I understand, however, why $f_F$ is monic. It is because direct sums of finite families of monomorphisms coincides their products, hence they are monomorphisms as limits commute with limits. But this logic doesn't apply to $v_F$ since it has possibly infinite set $I$ and the colimit of the constant discrete category is not the same as the limit of the constant connected category, so we can't use the trick of reducing the universal property morphism to the morphism induced by colimits, as in connected case.

Answer 1

Special thanks to Captain Lama in the comment section!
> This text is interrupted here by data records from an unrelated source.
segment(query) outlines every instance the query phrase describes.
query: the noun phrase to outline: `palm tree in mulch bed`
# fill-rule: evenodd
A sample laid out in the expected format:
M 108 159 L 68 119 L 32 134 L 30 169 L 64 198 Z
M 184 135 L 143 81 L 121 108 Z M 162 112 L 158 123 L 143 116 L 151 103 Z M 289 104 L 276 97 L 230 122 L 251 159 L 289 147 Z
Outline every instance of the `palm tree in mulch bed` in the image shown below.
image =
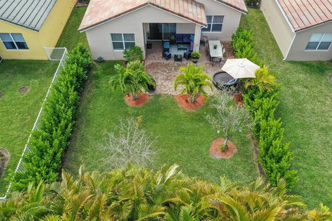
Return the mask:
M 179 104 L 192 110 L 203 106 L 205 97 L 208 96 L 206 88 L 212 88 L 211 77 L 204 72 L 204 66 L 195 66 L 189 64 L 186 67 L 181 67 L 179 71 L 180 75 L 176 76 L 174 83 L 176 90 L 179 86 L 183 86 L 181 91 L 182 96 L 176 96 Z M 185 103 L 182 102 L 183 100 Z
M 116 75 L 110 81 L 113 89 L 118 87 L 126 95 L 125 101 L 129 106 L 141 106 L 149 100 L 148 85 L 154 85 L 154 78 L 144 70 L 140 61 L 128 63 L 126 67 L 116 64 Z

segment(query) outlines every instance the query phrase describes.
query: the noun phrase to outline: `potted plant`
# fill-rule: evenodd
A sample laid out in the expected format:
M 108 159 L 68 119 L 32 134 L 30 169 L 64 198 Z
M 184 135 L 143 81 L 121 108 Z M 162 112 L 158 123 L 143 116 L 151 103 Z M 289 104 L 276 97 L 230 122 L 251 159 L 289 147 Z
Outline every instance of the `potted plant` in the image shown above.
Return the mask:
M 201 53 L 199 52 L 192 52 L 190 54 L 190 56 L 192 57 L 192 61 L 194 63 L 197 63 L 199 61 L 199 58 L 201 57 Z
M 170 42 L 169 42 L 170 44 L 175 44 L 176 43 L 176 41 L 175 40 L 175 35 L 171 35 L 171 37 L 169 37 L 169 40 L 170 40 Z
M 99 64 L 102 64 L 104 63 L 104 60 L 102 57 L 99 57 L 98 58 L 97 58 L 97 62 L 98 62 Z

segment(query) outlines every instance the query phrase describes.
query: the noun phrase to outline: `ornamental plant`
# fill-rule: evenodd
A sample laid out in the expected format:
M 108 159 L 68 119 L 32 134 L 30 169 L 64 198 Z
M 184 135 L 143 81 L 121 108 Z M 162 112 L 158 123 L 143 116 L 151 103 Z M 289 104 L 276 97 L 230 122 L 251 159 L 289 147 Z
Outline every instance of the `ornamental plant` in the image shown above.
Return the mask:
M 249 114 L 246 108 L 234 105 L 230 96 L 231 90 L 223 90 L 214 97 L 212 107 L 216 113 L 208 115 L 206 119 L 218 131 L 225 134 L 225 142 L 220 147 L 221 151 L 226 151 L 230 140 L 234 134 L 241 132 L 245 128 L 250 128 L 252 122 L 249 120 Z
M 204 66 L 195 66 L 188 64 L 187 67 L 181 67 L 180 74 L 174 79 L 174 89 L 181 85 L 181 95 L 188 95 L 190 102 L 194 103 L 200 95 L 208 95 L 206 88 L 212 88 L 211 77 L 204 72 Z
M 91 63 L 88 49 L 82 45 L 68 52 L 66 66 L 44 104 L 38 130 L 31 135 L 30 151 L 23 157 L 24 170 L 13 176 L 13 189 L 24 190 L 29 183 L 37 185 L 41 180 L 50 183 L 58 179 Z
M 124 94 L 131 94 L 134 100 L 138 98 L 140 93 L 149 90 L 148 85 L 155 84 L 152 76 L 145 71 L 140 61 L 130 61 L 126 67 L 117 64 L 114 68 L 116 73 L 111 78 L 111 87 L 113 90 L 120 87 Z
M 184 175 L 178 166 L 157 171 L 133 165 L 105 173 L 80 168 L 75 179 L 40 182 L 0 202 L 1 220 L 322 220 L 326 206 L 307 210 L 288 195 L 284 180 L 276 187 L 261 178 L 246 186 L 221 177 L 218 184 Z

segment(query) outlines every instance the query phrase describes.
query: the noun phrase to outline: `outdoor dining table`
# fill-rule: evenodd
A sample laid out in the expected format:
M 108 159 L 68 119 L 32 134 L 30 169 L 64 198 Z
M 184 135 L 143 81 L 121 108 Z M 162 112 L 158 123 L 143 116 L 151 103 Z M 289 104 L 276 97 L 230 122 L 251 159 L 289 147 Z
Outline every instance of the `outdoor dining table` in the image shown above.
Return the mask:
M 214 45 L 216 45 L 216 49 Z M 209 41 L 209 50 L 211 57 L 223 57 L 223 46 L 219 41 Z

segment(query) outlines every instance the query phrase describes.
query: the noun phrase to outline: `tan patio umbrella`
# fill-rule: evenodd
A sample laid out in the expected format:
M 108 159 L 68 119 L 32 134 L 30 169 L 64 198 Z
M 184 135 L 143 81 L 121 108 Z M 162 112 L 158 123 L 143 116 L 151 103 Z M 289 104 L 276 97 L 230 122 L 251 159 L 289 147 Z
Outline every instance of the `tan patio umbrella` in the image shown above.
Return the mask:
M 227 59 L 221 70 L 234 78 L 255 78 L 259 66 L 246 58 Z

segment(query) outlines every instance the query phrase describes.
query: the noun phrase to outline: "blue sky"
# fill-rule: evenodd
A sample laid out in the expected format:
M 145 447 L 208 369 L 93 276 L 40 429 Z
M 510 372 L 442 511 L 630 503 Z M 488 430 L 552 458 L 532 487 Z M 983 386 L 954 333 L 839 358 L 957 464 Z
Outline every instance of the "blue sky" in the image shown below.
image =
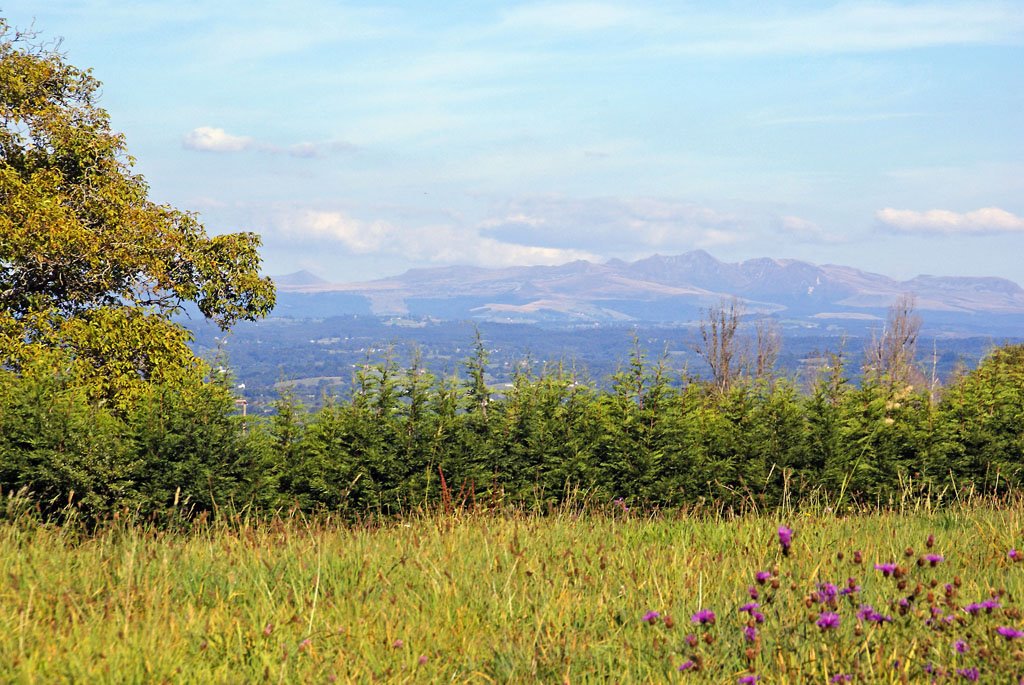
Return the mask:
M 1024 284 L 1024 3 L 0 0 L 270 273 L 701 248 Z

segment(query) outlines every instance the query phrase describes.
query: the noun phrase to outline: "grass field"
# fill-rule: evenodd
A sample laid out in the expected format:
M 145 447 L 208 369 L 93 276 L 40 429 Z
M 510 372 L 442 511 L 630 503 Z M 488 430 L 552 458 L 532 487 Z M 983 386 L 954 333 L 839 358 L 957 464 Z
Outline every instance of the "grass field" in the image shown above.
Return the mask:
M 1022 524 L 1020 504 L 88 537 L 15 520 L 0 523 L 0 681 L 1016 683 Z

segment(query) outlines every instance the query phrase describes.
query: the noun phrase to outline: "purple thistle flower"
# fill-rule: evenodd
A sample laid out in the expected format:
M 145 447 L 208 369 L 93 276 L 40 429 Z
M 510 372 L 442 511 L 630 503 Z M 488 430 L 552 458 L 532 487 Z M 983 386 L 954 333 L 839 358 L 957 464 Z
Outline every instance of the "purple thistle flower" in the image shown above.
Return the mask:
M 700 609 L 692 616 L 690 616 L 690 620 L 693 622 L 694 624 L 699 624 L 701 626 L 707 626 L 708 624 L 714 624 L 715 612 L 712 611 L 711 609 Z
M 995 632 L 1008 640 L 1016 640 L 1017 638 L 1024 638 L 1024 631 L 1019 631 L 1016 628 L 1011 628 L 1010 626 L 999 626 L 998 628 L 995 629 Z
M 782 546 L 782 556 L 790 556 L 790 547 L 793 545 L 793 530 L 787 526 L 778 526 L 778 544 Z
M 814 622 L 822 631 L 830 631 L 839 628 L 840 617 L 835 611 L 822 611 L 818 619 Z
M 818 583 L 818 601 L 827 604 L 839 596 L 839 588 L 831 583 Z
M 991 613 L 992 609 L 999 608 L 1001 603 L 997 599 L 986 599 L 983 602 L 972 602 L 964 607 L 964 610 L 970 613 L 972 616 L 985 611 L 986 613 Z

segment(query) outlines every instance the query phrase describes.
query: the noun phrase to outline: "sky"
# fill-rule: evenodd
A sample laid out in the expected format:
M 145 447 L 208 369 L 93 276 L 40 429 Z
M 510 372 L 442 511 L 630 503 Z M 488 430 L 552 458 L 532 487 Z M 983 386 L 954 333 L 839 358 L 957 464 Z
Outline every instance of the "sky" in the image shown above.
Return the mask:
M 1024 2 L 0 0 L 151 198 L 335 282 L 703 249 L 1024 285 Z

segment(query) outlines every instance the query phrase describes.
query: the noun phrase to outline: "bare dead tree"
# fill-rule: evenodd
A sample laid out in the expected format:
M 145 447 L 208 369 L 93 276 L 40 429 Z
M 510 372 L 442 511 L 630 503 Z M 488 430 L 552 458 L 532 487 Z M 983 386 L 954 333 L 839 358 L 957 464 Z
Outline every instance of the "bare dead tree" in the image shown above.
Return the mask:
M 914 367 L 921 316 L 914 313 L 914 296 L 901 295 L 891 307 L 881 334 L 872 334 L 867 347 L 866 369 L 879 382 L 890 389 L 912 385 L 921 380 Z
M 775 362 L 782 347 L 782 337 L 775 323 L 759 318 L 754 327 L 754 378 L 755 380 L 774 378 Z
M 717 307 L 710 307 L 700 319 L 700 341 L 694 346 L 711 370 L 712 384 L 719 392 L 729 391 L 739 372 L 739 350 L 736 331 L 742 306 L 732 298 Z

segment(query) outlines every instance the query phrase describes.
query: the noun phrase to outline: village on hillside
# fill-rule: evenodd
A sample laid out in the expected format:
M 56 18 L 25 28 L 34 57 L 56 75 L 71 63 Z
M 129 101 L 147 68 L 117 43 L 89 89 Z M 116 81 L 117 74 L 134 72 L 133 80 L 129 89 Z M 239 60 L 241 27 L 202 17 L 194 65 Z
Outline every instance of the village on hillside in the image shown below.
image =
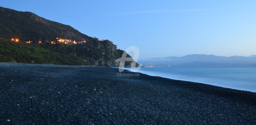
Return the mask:
M 86 43 L 86 41 L 84 40 L 82 41 L 78 41 L 78 42 L 76 42 L 75 41 L 72 41 L 71 39 L 65 39 L 65 38 L 60 38 L 58 37 L 57 37 L 56 38 L 56 41 L 52 41 L 50 42 L 50 43 L 52 44 L 55 44 L 56 43 L 62 43 L 62 44 L 65 44 L 67 45 L 72 45 L 73 44 L 82 44 L 82 43 Z M 16 42 L 20 42 L 20 40 L 17 38 L 11 38 L 11 40 L 12 41 L 14 41 Z M 97 40 L 98 41 L 105 41 L 105 40 Z M 30 44 L 31 43 L 32 43 L 32 41 L 26 41 L 26 43 L 27 43 Z M 42 43 L 42 41 L 39 41 L 37 42 L 37 43 L 38 44 L 41 44 Z

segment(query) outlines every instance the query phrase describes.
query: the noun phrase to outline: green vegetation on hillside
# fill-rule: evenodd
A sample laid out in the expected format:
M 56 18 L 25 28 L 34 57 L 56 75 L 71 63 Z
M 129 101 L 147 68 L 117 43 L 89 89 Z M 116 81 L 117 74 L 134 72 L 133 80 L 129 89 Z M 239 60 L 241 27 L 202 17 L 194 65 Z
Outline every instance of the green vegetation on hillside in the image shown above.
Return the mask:
M 77 56 L 46 49 L 39 45 L 16 43 L 2 39 L 0 40 L 0 62 L 90 65 L 86 60 Z

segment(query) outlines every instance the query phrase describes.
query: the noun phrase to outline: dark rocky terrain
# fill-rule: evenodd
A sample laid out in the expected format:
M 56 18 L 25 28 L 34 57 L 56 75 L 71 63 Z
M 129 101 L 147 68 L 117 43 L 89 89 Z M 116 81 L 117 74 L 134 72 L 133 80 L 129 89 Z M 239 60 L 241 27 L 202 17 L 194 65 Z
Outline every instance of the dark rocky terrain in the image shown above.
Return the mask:
M 118 72 L 1 63 L 0 124 L 256 123 L 255 93 Z
M 85 41 L 86 43 L 69 45 L 57 42 L 51 44 L 51 41 L 57 42 L 56 38 L 77 42 Z M 17 38 L 19 42 L 13 43 L 14 41 L 11 41 L 12 38 Z M 26 43 L 29 41 L 31 44 Z M 39 41 L 41 41 L 40 44 Z M 9 46 L 3 46 L 4 44 Z M 28 49 L 19 46 L 30 48 Z M 43 51 L 43 55 L 35 52 L 38 49 Z M 27 52 L 22 53 L 24 50 Z M 115 60 L 121 58 L 124 52 L 117 49 L 117 46 L 109 40 L 99 41 L 70 26 L 31 12 L 0 7 L 0 62 L 117 67 L 119 64 Z M 66 59 L 70 58 L 76 60 L 69 63 Z M 66 60 L 59 61 L 59 59 L 54 59 L 60 58 Z M 131 61 L 126 63 L 126 66 L 131 64 Z

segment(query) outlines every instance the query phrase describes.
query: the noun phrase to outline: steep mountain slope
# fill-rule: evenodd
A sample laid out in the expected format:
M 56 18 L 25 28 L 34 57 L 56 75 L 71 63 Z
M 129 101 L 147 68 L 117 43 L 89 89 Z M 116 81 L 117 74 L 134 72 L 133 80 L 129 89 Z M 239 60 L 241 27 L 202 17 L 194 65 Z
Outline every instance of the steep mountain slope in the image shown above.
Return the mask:
M 17 11 L 2 7 L 0 7 L 0 37 L 2 39 L 0 44 L 7 44 L 6 43 L 7 41 L 14 42 L 15 42 L 11 41 L 11 38 L 17 38 L 19 40 L 18 43 L 21 46 L 30 45 L 31 47 L 34 48 L 33 49 L 34 50 L 40 48 L 40 49 L 43 49 L 56 54 L 44 53 L 44 54 L 49 55 L 49 57 L 51 57 L 51 59 L 59 59 L 60 57 L 58 56 L 60 55 L 63 55 L 60 56 L 64 58 L 70 56 L 80 59 L 76 60 L 77 62 L 73 62 L 74 63 L 71 64 L 66 62 L 53 62 L 48 60 L 49 59 L 47 58 L 42 58 L 40 61 L 37 62 L 32 59 L 33 58 L 27 59 L 28 60 L 26 60 L 24 58 L 21 59 L 21 57 L 18 56 L 18 54 L 10 54 L 0 51 L 1 52 L 0 55 L 2 57 L 2 60 L 0 59 L 1 61 L 13 61 L 12 60 L 16 59 L 15 61 L 18 63 L 50 63 L 53 62 L 55 64 L 62 65 L 118 66 L 118 63 L 114 61 L 121 58 L 124 52 L 117 49 L 116 45 L 108 40 L 99 41 L 97 38 L 82 34 L 70 26 L 48 20 L 30 12 Z M 71 40 L 77 42 L 84 41 L 86 42 L 80 42 L 79 44 L 67 44 L 68 45 L 58 43 L 56 41 L 56 38 Z M 31 44 L 24 45 L 27 44 L 25 42 L 29 41 L 31 42 Z M 39 41 L 41 41 L 40 44 L 38 44 Z M 50 41 L 52 41 L 56 42 L 54 42 L 56 44 L 51 44 Z M 19 44 L 17 44 L 17 43 L 16 44 L 9 43 L 7 44 L 9 45 L 7 47 L 0 46 L 1 48 L 0 49 L 10 50 L 14 47 L 11 46 L 18 46 Z M 16 48 L 18 49 L 17 51 L 22 50 L 20 47 Z M 39 53 L 30 52 L 26 54 L 27 55 L 26 56 L 33 56 L 32 54 L 38 55 Z M 127 55 L 127 56 L 130 57 L 129 55 Z M 4 58 L 5 59 L 3 59 Z M 81 59 L 85 62 L 81 63 Z M 63 60 L 65 60 L 65 59 Z M 131 64 L 131 61 L 126 62 L 126 66 L 129 66 Z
Let $(l_{I\setminus F})_i\colon X_i\to \coprod_{i \in I\setminus F} X_i$. Form a coproduct $(\coprod_{i \in F} X_i)\sqcup (\coprod_{i \in F\setminus I} X_i)$ together with canonical injections $q_1\colon \coprod_{i \in F} X_i \to (\coprod_{i \in F} X_i)\sqcup (\coprod_{i \in F\setminus I} X_i)$ and $q_2 \colon \coprod_{i \in F} X_i \to (\coprod_{i \in F} X_i)\sqcup (\coprod_{i \in F\setminus I} X_i)$. Then, by the associativity theorem for coproducts, $(\coprod_{i \in F} X_i)\sqcup (\coprod_{i \in F\setminus I} X_i)$ is a coproduct of the family $(X_i)_{i \in I}$ together with the canonical injections $q_i\colon X_i \to (\coprod_{i \in F} X_i)\sqcup (\coprod_{i \in F\setminus I} X_i)$ where $q_i = q_1\circ (l_F)_i$ if $i \in F$ and $q_i = q_2\circ (l_{F\setminus I})_i$ otherwise. By uniqueness of coproduct, there is a unique isomorphism $u$ such that $l_i = u\circ q_i = u\circ q_1\circ (l_F)_i$ for all $i \in F$ and $l_i = u\circ q_2 \circ (l_{F\setminus I})_i$ for all $i \in F\setminus I$. In particular, $v_F\circ (l_F)_i = l_i = u\circ q_1 \circ (l_F)_i$ for all $i \in F$, so $v_F = u\circ q_1$ is a monomorphism as coproduct injections are monomorphisms in abelian categories.

Answer 2

The maps $u_F$, $v_F$ are monomorphisms because they have a retraction. Denote $v_j:X_j\to\coprod_{i\in I}X_i$ to the inclusion, $j\in I$. Define $p_F:\coprod_iX_i\to\coprod_{j\in F}X_j$ as the unique map such that $p_F\circ v_i$ is the inclusion $X_i\to\coprod_{j\in F}X_j$ if $i\in F$ and such that $p_F\circ v_i=0$ if $i\not\in F$. You can check that $p_F\circ v_F$ is the identity of $\coprod_{j\in F}X_j$.